Surprisingly enough, Case had been supported by Major Cooper, who’d received a rude awakening when he’d realized that his overindulged son could have killed Case with his cruel and vindictive actions. Cooper claimed that he hadn’t truly realized until then that his son had gotten so far out of control.
It had been Case who’d recommended military school, followed by a stint in the service. He’d explained that Danny would benefit more from the discipline and training he would receive in the military than from the adverse influence he’d be exposed to if he was sent to jail for assault and battery or any of the other charges Case could have brought against him. Cooper had gratefully agreed.
Propped against the pillows in her hospital room, Maddie rested from the delivery and watched her husband rock his tiny son, a look of adoring wonder on Case’s lean, strong face. She tried to speak past a lump in her throat. “Well, Sheriff? What do you have to say for yourself this time? You almost stood up me and your son.”

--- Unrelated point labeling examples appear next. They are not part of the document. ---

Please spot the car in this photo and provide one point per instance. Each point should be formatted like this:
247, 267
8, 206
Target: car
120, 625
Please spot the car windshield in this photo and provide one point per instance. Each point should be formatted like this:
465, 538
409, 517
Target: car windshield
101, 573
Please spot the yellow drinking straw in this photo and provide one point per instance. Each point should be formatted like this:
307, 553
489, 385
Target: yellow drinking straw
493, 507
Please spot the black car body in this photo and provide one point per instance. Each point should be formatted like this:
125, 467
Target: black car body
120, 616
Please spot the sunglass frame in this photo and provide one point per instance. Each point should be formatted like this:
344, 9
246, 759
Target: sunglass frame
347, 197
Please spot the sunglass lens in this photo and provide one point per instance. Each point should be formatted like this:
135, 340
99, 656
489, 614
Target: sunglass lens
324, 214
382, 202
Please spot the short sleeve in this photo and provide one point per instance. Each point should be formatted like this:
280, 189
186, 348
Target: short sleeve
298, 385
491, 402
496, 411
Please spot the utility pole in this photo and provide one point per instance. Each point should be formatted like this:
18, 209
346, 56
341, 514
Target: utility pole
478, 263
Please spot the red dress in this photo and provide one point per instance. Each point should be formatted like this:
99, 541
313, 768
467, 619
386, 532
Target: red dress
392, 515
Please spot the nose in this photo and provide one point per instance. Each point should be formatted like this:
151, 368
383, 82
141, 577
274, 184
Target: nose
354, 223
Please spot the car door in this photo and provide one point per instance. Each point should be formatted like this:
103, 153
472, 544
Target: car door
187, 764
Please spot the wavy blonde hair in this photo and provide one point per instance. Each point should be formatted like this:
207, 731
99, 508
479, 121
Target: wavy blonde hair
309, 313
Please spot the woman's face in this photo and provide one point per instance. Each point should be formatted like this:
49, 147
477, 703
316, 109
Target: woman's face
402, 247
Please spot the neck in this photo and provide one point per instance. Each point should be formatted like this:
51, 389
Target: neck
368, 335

Case gave her a sheepish smile. “There was a chemical spill out on the highway. No one was hurt, but someone had to supervise the cleanup.”
“That someone being you.”
He nodded. “But I came as soon as Jackson tracked me down to tell me that you’d gone into labor during the wedding shower for him and Jill. He was frantic to get me here in time, and I’m grateful to him. I wouldn’t have missed this for anything short of disaster, Maddie.”
She smiled. “I know, darling. I knew you would be here.”
He didn’t return the smile. Instead, he looked from her to their sleeping son. When his eyes lifted again, they glittered with emotion. “I love you, Maddie.”
It was still something he said rarely, only on very special occasions. Like this one. The words were all the more special to Maddie because she knew how sincerely he meant them.